Jose Roberto de Toledo

25 de setembro de 2010 | 12h32

Desde o começo de setembro os votos válidos de Geraldo Alckmin (PSDB) na disputa pelo governo paulista caíram sete pontos porcentuais. Ele começou o mês com 62%, foi a 56% na semana passada e chegou agora a 55%. Para ganhar no primeiro turno, o candidato precisa no mínimo de metade mais um dos votos válidos (aquele dados apenas a candidatos).

Ao longo de setembro, Aloizio Mercadante (PT) somou cinco pontos porcentuais aos 25% de votos válidos (excluídos os brancos/nulos/indecisos) que tinha no começo do mês. Desde a semana passada, o petista oscilou positivamente dois pontos: tinha 28% e chegou agora a 30%.

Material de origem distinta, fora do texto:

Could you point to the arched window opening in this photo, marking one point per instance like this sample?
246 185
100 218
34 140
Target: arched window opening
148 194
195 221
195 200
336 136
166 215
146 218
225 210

Em 2006, Mercadante teve 31,7% dos votos válidos, mas não houve segundo turno. José Serra (PSDB) foi eleito governador com 57,9% dos válidos. A diferença em relação a esta eleição é que os outros candidatos estão mais fortes do que os adversários que petistas e tucanos enfrentaram há quatro anos.

Ao longo da última, Paulo Skaf (PSB) foi de 3% para 4% dos válidos, Celso Russomanno (PP) foi de 10% para 9%. Tanto Fabio Feldmann (PV) quanto Paulo Bufalo (PSOL) continuam com 1% de votos válidos cada um.

Ao tornar públicos os resultados da votação, a Justiça eleitoral prioriza a divulgação dos votos válidos. Portanto, são os percentuais acima que devem ser comparados às urnas.

No total de votos, Alckmin permanece com os mesmos 48% da semana passada, enquanto Mercadante foi de 24% para 26%. Como a soma de votos dos adversários cresceu, o percentual de válidos do tucano oscilou um ponto para baixo.

Mesmo assim, o favoritismo de Alckmin se mantém intacto: 62% dos paulistas acreditam que ele será o próximo governador do Estado.

A pesquisa foi feita pelo Ibope entre 21 e 23 de setembro. Foram 2002 entrevistas, em 98 municípios paulistas. A margem de erro máxima estimada é de dois pontos percentuais, para mais ou para menos, com intervalo de confiança de 95%. Seu registro no TSE é de número 31.800/2010. A pesquisa foi contratada pelo Estado e pela TV Globo.